On the aforementioned-record, I am unable to reasonably conclude that the account of excessive force by the SO is sufficiently reliable or probable to warrant being put to the test by a court. Conversely, the countervailing evidence suggests that the force used by the SO – a single knee strike following a period of struggle – was reasonably necessary to overcome the Complainant’s resistance and effect his arrest.

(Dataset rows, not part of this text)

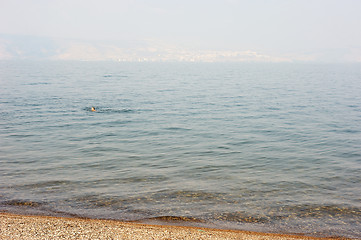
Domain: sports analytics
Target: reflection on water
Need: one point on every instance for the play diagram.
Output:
(266, 147)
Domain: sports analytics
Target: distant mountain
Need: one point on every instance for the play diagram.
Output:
(43, 48)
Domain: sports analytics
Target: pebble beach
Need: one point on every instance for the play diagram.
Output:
(14, 226)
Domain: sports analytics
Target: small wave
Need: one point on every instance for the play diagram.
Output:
(108, 110)
(38, 83)
(174, 219)
(21, 203)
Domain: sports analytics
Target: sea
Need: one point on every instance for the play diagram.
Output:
(269, 147)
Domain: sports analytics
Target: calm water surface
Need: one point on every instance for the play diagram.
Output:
(264, 147)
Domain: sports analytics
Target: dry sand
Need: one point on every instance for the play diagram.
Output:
(40, 227)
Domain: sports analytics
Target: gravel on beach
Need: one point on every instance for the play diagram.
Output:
(14, 226)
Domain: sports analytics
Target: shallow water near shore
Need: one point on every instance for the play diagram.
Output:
(265, 147)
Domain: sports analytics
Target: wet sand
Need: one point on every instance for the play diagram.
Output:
(14, 226)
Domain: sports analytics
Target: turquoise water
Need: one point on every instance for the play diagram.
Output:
(264, 147)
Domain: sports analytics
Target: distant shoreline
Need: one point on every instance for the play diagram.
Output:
(13, 226)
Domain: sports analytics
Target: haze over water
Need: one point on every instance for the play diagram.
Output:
(265, 147)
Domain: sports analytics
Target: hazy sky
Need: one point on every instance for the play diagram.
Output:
(274, 26)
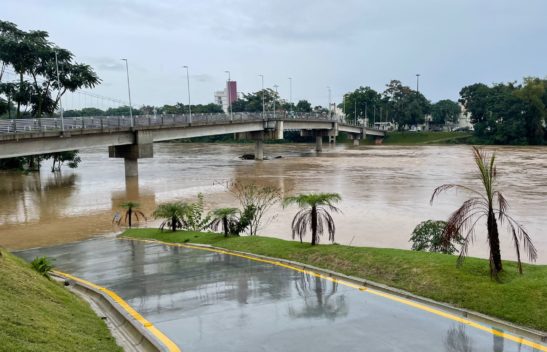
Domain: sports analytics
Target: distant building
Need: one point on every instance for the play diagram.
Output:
(226, 96)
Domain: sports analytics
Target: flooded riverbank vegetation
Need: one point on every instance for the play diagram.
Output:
(515, 298)
(39, 314)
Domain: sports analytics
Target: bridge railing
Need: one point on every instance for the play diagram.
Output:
(124, 122)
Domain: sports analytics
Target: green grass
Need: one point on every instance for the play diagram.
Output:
(38, 314)
(411, 138)
(521, 299)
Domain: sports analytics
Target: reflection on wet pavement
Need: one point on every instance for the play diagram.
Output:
(207, 301)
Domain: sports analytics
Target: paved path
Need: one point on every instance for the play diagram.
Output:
(207, 301)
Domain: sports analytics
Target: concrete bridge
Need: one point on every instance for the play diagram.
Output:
(133, 140)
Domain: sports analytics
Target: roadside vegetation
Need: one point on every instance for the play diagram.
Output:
(39, 314)
(413, 138)
(516, 298)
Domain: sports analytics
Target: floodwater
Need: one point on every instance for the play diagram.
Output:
(205, 301)
(385, 190)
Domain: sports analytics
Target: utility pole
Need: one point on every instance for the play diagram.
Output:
(188, 83)
(275, 97)
(58, 87)
(129, 93)
(263, 99)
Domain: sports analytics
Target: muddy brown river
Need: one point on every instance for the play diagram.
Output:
(385, 190)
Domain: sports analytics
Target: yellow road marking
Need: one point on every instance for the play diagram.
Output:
(171, 346)
(392, 297)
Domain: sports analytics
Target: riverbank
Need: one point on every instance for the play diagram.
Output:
(40, 315)
(520, 299)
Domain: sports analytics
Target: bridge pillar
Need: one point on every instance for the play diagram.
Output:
(319, 143)
(131, 167)
(259, 149)
(132, 152)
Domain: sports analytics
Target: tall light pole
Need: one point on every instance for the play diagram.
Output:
(263, 99)
(290, 93)
(328, 88)
(129, 93)
(229, 94)
(188, 84)
(58, 87)
(275, 97)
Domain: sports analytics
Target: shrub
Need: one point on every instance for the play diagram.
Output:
(428, 236)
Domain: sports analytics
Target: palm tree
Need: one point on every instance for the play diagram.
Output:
(491, 205)
(314, 214)
(131, 210)
(225, 217)
(173, 213)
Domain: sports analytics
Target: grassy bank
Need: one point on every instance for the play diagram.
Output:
(40, 315)
(412, 138)
(521, 299)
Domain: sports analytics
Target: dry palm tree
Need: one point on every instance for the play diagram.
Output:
(225, 217)
(314, 214)
(490, 204)
(131, 210)
(173, 213)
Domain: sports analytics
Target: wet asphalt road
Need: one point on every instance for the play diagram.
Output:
(206, 301)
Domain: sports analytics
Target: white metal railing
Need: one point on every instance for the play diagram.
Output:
(143, 121)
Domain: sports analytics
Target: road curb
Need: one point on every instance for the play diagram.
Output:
(496, 324)
(135, 335)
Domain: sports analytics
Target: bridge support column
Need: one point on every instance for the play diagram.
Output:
(132, 152)
(318, 143)
(131, 167)
(259, 149)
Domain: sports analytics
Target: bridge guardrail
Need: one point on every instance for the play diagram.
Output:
(116, 122)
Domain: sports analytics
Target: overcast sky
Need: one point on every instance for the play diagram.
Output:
(343, 44)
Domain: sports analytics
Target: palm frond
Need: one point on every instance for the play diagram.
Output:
(449, 186)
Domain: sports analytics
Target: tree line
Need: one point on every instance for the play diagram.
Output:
(45, 72)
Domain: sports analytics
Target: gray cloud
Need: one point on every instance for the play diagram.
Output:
(342, 44)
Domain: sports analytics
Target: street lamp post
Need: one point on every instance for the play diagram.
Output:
(188, 84)
(290, 93)
(328, 88)
(58, 87)
(263, 99)
(229, 95)
(129, 93)
(275, 97)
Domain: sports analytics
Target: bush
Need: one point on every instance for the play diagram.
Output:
(428, 236)
(42, 265)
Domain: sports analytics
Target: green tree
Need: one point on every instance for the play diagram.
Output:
(428, 236)
(489, 204)
(32, 54)
(362, 103)
(445, 111)
(224, 218)
(173, 215)
(232, 220)
(131, 210)
(314, 214)
(406, 106)
(194, 218)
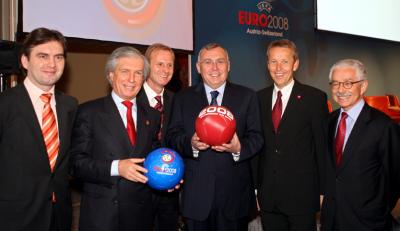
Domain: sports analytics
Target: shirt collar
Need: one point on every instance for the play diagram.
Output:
(150, 92)
(34, 91)
(354, 111)
(118, 100)
(286, 90)
(221, 89)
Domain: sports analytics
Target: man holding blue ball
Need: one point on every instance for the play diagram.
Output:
(111, 137)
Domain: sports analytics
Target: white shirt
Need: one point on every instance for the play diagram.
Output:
(351, 119)
(34, 94)
(220, 90)
(122, 111)
(151, 94)
(286, 91)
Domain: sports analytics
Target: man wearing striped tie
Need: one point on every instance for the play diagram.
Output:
(35, 130)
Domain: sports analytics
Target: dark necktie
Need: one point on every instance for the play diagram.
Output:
(339, 140)
(130, 125)
(277, 111)
(214, 95)
(159, 107)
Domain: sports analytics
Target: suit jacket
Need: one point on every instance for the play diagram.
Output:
(99, 137)
(167, 97)
(363, 190)
(26, 180)
(288, 169)
(215, 177)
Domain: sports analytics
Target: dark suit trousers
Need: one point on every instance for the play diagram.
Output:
(276, 221)
(216, 221)
(166, 207)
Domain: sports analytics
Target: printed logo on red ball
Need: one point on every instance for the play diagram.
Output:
(216, 110)
(167, 156)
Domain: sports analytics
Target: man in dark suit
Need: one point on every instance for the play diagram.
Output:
(161, 59)
(35, 129)
(111, 137)
(217, 193)
(289, 167)
(363, 158)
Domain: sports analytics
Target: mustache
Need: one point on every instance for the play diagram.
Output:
(343, 94)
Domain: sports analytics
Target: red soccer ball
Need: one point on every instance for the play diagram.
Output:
(215, 125)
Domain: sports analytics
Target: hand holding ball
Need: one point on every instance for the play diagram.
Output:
(215, 125)
(165, 168)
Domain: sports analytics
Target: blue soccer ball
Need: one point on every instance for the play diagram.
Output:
(165, 168)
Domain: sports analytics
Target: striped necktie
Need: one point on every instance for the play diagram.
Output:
(49, 130)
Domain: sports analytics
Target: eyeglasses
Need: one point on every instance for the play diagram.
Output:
(346, 85)
(210, 62)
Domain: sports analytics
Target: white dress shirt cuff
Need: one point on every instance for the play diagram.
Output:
(236, 156)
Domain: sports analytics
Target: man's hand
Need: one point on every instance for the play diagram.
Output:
(233, 146)
(197, 144)
(176, 186)
(131, 170)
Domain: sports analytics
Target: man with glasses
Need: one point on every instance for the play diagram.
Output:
(363, 159)
(289, 168)
(217, 193)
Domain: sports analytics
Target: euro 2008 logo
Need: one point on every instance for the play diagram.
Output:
(167, 157)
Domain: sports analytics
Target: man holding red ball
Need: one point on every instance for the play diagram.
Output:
(217, 194)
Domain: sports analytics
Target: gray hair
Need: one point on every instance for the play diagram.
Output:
(358, 66)
(122, 52)
(211, 46)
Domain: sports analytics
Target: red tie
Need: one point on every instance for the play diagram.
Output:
(339, 140)
(130, 125)
(277, 111)
(159, 107)
(49, 130)
(214, 95)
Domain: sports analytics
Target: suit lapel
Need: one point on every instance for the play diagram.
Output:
(114, 124)
(355, 138)
(200, 101)
(143, 124)
(292, 105)
(167, 96)
(63, 119)
(28, 113)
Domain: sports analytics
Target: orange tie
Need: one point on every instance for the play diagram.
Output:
(49, 130)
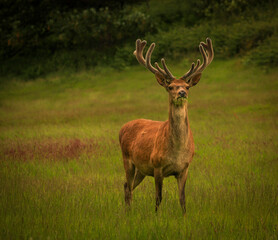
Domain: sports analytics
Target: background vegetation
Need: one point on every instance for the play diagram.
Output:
(68, 84)
(38, 37)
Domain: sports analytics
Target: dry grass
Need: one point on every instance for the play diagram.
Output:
(50, 149)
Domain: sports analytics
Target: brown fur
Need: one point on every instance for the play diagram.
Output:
(162, 149)
(159, 149)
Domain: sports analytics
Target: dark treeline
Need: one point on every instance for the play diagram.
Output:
(75, 34)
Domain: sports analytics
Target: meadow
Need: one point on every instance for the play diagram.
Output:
(61, 171)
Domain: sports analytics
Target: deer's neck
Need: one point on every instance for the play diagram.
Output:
(178, 126)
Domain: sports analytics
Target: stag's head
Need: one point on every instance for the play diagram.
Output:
(177, 88)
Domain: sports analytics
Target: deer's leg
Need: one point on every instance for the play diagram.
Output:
(181, 178)
(138, 178)
(128, 186)
(158, 177)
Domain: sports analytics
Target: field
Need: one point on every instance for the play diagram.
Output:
(61, 172)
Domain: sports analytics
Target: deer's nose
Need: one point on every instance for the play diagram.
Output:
(182, 93)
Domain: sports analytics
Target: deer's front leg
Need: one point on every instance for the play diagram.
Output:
(181, 178)
(158, 177)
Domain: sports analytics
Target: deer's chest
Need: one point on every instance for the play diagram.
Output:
(176, 163)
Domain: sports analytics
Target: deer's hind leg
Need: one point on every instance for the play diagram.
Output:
(138, 178)
(128, 186)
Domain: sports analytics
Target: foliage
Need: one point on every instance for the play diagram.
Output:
(61, 173)
(228, 40)
(265, 54)
(38, 37)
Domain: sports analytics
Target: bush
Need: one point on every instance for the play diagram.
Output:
(228, 40)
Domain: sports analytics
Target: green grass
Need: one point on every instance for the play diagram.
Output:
(61, 172)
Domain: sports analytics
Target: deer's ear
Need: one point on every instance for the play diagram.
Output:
(160, 79)
(194, 80)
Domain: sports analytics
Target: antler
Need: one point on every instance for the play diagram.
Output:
(140, 45)
(207, 56)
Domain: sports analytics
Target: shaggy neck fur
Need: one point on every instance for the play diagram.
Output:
(178, 125)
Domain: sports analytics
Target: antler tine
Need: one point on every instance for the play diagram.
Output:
(189, 72)
(206, 50)
(140, 45)
(148, 59)
(170, 75)
(160, 69)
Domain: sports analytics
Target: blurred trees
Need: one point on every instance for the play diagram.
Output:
(46, 29)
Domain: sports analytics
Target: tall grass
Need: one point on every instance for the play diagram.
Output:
(61, 173)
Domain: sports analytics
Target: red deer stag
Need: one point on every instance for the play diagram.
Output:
(162, 149)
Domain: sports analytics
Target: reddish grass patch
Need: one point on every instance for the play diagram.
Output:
(51, 149)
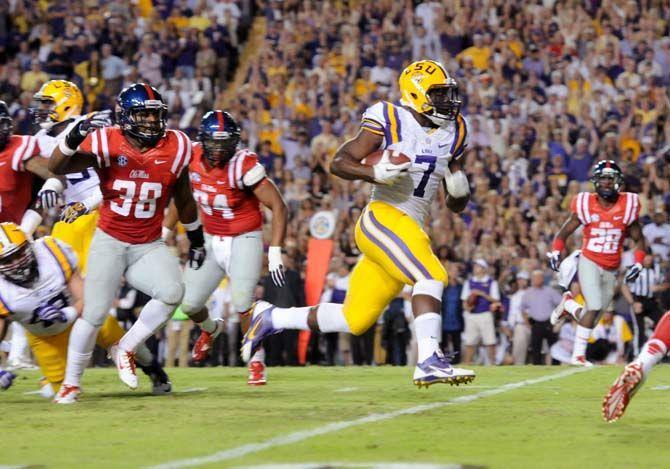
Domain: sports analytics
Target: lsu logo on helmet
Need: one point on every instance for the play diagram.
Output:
(56, 101)
(426, 87)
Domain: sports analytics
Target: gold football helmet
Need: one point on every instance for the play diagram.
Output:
(18, 263)
(56, 101)
(426, 87)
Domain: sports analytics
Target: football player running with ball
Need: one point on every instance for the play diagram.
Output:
(429, 129)
(608, 216)
(230, 185)
(140, 164)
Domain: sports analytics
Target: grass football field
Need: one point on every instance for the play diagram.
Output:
(526, 417)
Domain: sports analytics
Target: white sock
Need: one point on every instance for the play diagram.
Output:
(79, 350)
(143, 355)
(652, 352)
(428, 327)
(290, 318)
(259, 356)
(574, 308)
(152, 317)
(207, 325)
(330, 318)
(581, 341)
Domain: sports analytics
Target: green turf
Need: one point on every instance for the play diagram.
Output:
(550, 424)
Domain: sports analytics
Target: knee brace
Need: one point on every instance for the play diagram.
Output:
(170, 294)
(432, 288)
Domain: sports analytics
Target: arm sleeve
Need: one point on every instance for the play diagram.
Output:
(373, 120)
(461, 137)
(495, 290)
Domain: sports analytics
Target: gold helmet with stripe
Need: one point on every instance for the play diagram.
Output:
(426, 87)
(56, 101)
(18, 263)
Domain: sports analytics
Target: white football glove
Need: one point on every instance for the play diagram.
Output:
(633, 271)
(386, 172)
(554, 258)
(276, 266)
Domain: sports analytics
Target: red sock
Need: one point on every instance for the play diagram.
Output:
(662, 331)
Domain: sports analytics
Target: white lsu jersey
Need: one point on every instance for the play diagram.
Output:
(430, 149)
(81, 185)
(56, 263)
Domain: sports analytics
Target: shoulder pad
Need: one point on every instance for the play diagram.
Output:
(254, 175)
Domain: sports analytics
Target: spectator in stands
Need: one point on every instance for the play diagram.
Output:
(480, 295)
(537, 304)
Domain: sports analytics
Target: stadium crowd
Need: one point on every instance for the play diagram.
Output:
(548, 89)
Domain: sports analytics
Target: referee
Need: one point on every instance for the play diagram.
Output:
(640, 296)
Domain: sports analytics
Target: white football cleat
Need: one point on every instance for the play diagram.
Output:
(437, 369)
(559, 313)
(622, 391)
(581, 361)
(67, 394)
(125, 365)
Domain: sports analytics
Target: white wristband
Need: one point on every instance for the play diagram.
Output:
(192, 226)
(52, 184)
(71, 313)
(457, 184)
(64, 149)
(30, 221)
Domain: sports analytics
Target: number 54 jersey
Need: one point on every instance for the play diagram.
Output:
(605, 229)
(430, 149)
(136, 186)
(56, 263)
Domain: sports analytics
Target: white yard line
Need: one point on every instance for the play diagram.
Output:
(238, 452)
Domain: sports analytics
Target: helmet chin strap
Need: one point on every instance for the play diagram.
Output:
(439, 121)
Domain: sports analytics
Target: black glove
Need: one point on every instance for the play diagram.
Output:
(84, 127)
(196, 253)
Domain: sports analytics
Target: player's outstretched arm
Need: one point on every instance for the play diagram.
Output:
(558, 245)
(266, 191)
(635, 233)
(188, 216)
(346, 163)
(66, 158)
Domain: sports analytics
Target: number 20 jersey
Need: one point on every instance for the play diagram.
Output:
(605, 229)
(431, 150)
(136, 186)
(224, 195)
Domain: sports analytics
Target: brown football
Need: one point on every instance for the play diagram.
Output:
(395, 157)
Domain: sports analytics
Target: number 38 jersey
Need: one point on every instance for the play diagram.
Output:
(605, 229)
(136, 186)
(228, 207)
(56, 263)
(431, 150)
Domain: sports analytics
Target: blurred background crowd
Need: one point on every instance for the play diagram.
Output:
(549, 87)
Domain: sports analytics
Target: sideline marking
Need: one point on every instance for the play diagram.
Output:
(295, 437)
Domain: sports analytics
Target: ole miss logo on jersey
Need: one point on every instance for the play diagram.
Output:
(605, 229)
(227, 206)
(15, 182)
(136, 186)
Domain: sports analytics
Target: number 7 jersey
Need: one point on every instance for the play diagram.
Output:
(431, 150)
(136, 186)
(605, 229)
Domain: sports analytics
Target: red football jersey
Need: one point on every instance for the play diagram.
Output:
(136, 186)
(15, 182)
(605, 229)
(227, 206)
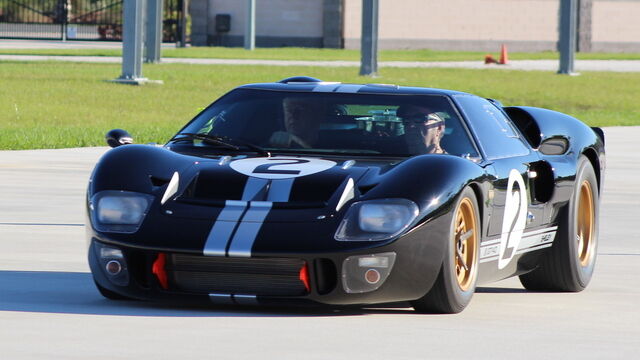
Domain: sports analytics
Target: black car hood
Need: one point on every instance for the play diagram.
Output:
(311, 187)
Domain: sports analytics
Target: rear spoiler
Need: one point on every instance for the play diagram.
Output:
(599, 132)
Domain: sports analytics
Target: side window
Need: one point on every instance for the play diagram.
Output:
(494, 130)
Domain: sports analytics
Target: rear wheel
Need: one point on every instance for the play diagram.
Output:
(110, 294)
(569, 264)
(456, 282)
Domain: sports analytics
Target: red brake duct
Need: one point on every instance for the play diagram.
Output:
(304, 276)
(158, 270)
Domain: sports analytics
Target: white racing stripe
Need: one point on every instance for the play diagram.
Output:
(222, 229)
(531, 241)
(239, 222)
(248, 229)
(349, 88)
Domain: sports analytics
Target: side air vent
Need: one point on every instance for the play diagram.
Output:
(299, 79)
(156, 181)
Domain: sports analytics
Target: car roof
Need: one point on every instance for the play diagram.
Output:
(307, 84)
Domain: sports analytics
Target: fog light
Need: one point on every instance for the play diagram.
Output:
(113, 263)
(365, 273)
(372, 276)
(113, 267)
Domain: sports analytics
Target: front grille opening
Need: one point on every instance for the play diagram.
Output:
(254, 276)
(326, 275)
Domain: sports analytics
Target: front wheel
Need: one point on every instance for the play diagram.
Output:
(456, 282)
(569, 264)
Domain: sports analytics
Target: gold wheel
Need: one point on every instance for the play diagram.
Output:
(465, 240)
(586, 220)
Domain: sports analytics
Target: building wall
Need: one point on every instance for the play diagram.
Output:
(278, 22)
(483, 25)
(457, 24)
(616, 26)
(477, 25)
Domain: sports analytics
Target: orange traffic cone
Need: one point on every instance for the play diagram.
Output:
(489, 59)
(504, 57)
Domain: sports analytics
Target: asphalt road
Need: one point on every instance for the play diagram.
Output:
(49, 308)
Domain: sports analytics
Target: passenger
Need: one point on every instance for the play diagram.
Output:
(423, 129)
(302, 118)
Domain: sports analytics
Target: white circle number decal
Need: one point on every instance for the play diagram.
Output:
(280, 167)
(515, 216)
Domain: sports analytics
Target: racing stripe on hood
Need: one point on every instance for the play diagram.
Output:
(224, 227)
(245, 235)
(236, 228)
(248, 229)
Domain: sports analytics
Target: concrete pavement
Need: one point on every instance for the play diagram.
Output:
(50, 309)
(540, 65)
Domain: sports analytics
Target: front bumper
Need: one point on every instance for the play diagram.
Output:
(273, 277)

In the result, while I accept that the Complainant’s injury was caused by the SO’s knee strike, I do not accept that it was attributable to any unlawful conduct on the part of the officer. The file is closed.

Date: April 22, 2024

Electronically approved by

Joseph Martino


Special Investigations Unit


  • 1) Unless otherwise specified, the information in this section reflects the information received by the SIU at the time of notification and does not necessarily reflect the SIU’s finding of facts following its investigation. [Back to text]
  • 2) The following records contain sensitive personal information and are not being released pursuant to section 34(2) of the Special Investigations Unit Act, 2019. The material portions of the records are summarized below. [Back to text]


The signed English original report is authoritative, and any discrepancy between that report and the French and English online versions should be resolved in favour of the original English report.